Su Ha'aretz del 23 febbraio scorso, Ze'ev Schiff, in un bell’articolo dal titolo “Che la spada non ci cada di mano”, trova la conferma a quello che all’epoca indicò Moshe Dayan. Scrive Schiff “Quando Yaakov Peri nel 1994 lasciò la carica di capo dei servizi di sicurezza, l’allora capo dei servizi di sicurezza preventiva dell’Autorità Palestinese in Cisgiordania Jibril Rajoub gli telefonò per esprimergli il proprio dispiacere.
“E’ un colpo tremendo alla sicurezza dello stato” disse Rajoub, e lo stato di cui stava parlando era Israele. In effetti, all’epoca Rajoub lavorava sodo per impedire lo scoppio di una seconda intifada. Quello stesso Jibril Rajoub è apparso poco fa alla televisione e ha scioccato i suoi amici israeliani affermando che, alla fine, i palestinesi si riprenderanno ogni centimetro della terra fra il fiume Giordano e il mare. Rajoub non ricopre più l’incarico di allora, è vero, ma questa sua improvvisa dichiarazione in stile Hamas è una di quelle che mettono seriamente in crisi la nostra fiducia nelle prese di posizione dei palestinesi cosiddetti “moderati”.
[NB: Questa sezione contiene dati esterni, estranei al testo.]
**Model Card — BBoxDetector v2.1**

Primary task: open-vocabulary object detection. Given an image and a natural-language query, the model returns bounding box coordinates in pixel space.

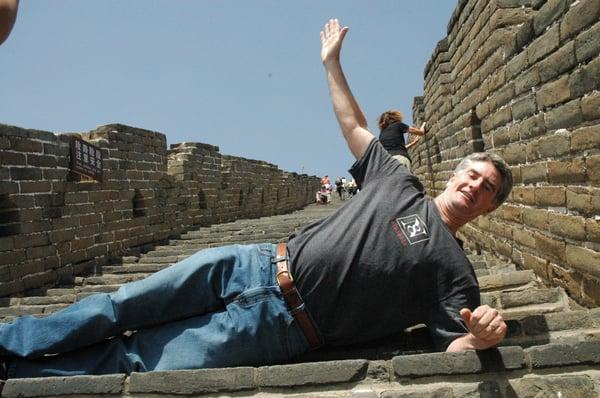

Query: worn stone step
[7,342,600,398]
[46,287,76,296]
[102,262,172,276]
[481,288,565,310]
[75,273,148,286]
[475,264,517,278]
[477,270,536,292]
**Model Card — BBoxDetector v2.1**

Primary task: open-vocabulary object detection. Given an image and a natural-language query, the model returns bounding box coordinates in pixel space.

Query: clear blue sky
[0,0,456,177]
Con tutto il rispetto per i miei amici palestinesi, ciò che devo dedurre da questo genere di affermazioni è che dovremmo tapparci le orecchie ogni volta che i palestinesi elargiscono promesse sulla loro disponibilità a vivere a fianco di Israele. Non sono le parole che contano, ma i fatti e solo i fatti. C’è una sola possibile conclusione, ed è quella Moshe Dayan enunciò nel suo discorso sulla tomba di Roi Rutenberg, assassinato in Israele negli anni ’50 da arabi di Gaza [allora sotto controllo arabo]: “Questa è la scelta della nostra vita: essere pronti e armati, forti e determinati, affinché la spada non ci cada dalla mani e le nostre vite non vengano troncate”. Quando l’ex capo del Mossad Ephraim Halevy dice che Israele non ha bisogno del riconoscimento di Hamas, quello che fa è spostare il tema della discussione verso gli aspetti sostanziali, etici e diplomatici. La questione centrale, qui, nonché la nostra principale preoccupazione è la continuazione del terrorismo, che oggi si manifesta nei continui lanci di Qassam, nel rifiuto di rilasciare Gilad Shalit, nei continui tentativi di realizzare attentati suicidi e nel massiccio traffico di armi ed esplosivi. Mettere fine a tutto questo è parte integrante delle richieste del Quartetto (Usa, Ue, Russia, Onu). È chiaro che Israele deve aiutare Mahmoud Abbas (Abu Mazen) e, attraverso di lui, il sofferente popolo palestinese. Ma non può assecondare il subdolo tentativo di Hamas di usare un uomo moderato e positivo come Salam Fayad, probabile ministro delle finanze nel nuovo governo di unità nazionale, per far arrivare soldi direttamente nelle mani dei ministri di Hamas, compresi quelli che sono alla testa dell’ala militare (terroristica) del movimento. Avere nella striscia di Gaza e all’interno dell’Autorità Palestinese una forza di moderazione è senz’altro nell’interesse di Israele, ma non è abbastanza: Israele deve insistere perché palestinesi superino il test cruciale della lotta al terrorismo e della piena applicazione di tutti gli accordi“.